In the example of FIG. 3, the difference frequency (ω ₂ −ω ₁ ) between the fundamental waves ω ₁ and ω ₂ , which is a first-order term, is 500 MHz, and Δ is 100 kHz.
3A shows the spectrum of the fundamental wave ω ₁ at 1 MHz detuning, FIG. 3B shows the spectrum of the fundamental wave ω ₂ at 1 MHz detuning, and FIG. 3C shows the third-order term. The measurement results of IMD3_H1, IMD3_L1, IMD3_H2, and IMD3_L2 are shown.
In this case, in both of the fundamental waves ω ₁ and ω ₂ , the lower frequency IMD3_L1 (or IMD3_L2) of the IMD3 and the upper frequency IMD3_H1 (or IMD3_H2) have substantially the same value.

FIG. 3D shows the spectrum of the fundamental waves ω ₁ and ω ₂ at 500 MHz detuning, and FIG. 3E shows the measurement results of the third-order terms IMD3_H3 and IMD3_L3.
In this case, the magnitude of the lower frequency IMD3_L3 of the IMD 3 is different from that of the upper frequency IMD3_H3.
The frequency IMD3_L3> the frequency IMD3_H3, and the distortion characteristic has a value of IMD3_L3, and the distortion is deteriorated.
Since this is distortion of the even-order term due to the frequency characteristics of the high-power amplifier 14, it is necessary to reduce the value of the even-order term.
Therefore, in the first embodiment, the distortion of the even-order term is reduced by adjusting the impedance of the frequency corresponding to the even-order term to an optimum value (details will be described later).

FIG. 3E shows the characteristics of the IMD 3 when the impedance is adjusted to the optimum impedance, and it can be seen that the value is better than the IMD 3_L3. The reason why there is a value worse than IMD3_H3 is that the distortion of the even-order term cancels out the distortion caused by the odd-order, and the lowered amount is restored.
Also, in the low output region, the distortion level of the floor was raised due to the distortion of the even-order term, so the floor distortion was reduced by optimizing the impedance of the frequency corresponding to the even-order term. doing.

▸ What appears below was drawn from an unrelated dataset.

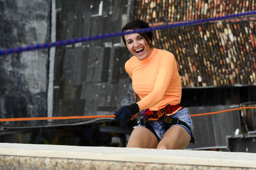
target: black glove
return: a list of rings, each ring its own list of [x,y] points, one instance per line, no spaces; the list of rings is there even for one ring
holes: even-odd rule
[[[122,106],[114,115],[116,117],[115,120],[126,122],[129,120],[133,115],[138,112],[140,112],[139,106],[134,103],[129,106]]]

When the control information determination unit 18 of the control circuit 16 receives the signal information from the signal information output unit 3, the carrier frequencies f 1 and f 2 indicated by the signal information and the modulation are indicated from the plurality of control information stored in the memory 17. Control information corresponding to the combination of the bandwidths w1 and w2 is acquired (step ST3).
That is, in the memory 17 of the control circuit 16, distortion components (fundamental wave components) generated on the input side of the high-power amplifier 14 due to the difference frequency between the two modulation wave signals, the frequency of the modulation bandwidth, and the even harmonics. (3N order distortion component, 5th order distortion component,..., (2N + 1) th order distortion component) control information for obtaining an appropriate impedance contributes to carrier frequencies f1, f2 and modulation bandwidths w1, w2. Since the information is stored for each combination, control information corresponding to the combination of the carrier frequencies f1 and f2 and the modulation bandwidths w1 and w2 indicated by the signal information is acquired from the plurality of control information. Hereinafter, the control information for controlling the impedance adjustment circuit 13 connected to the input side of the high output amplifier 14 is referred to as control information (1).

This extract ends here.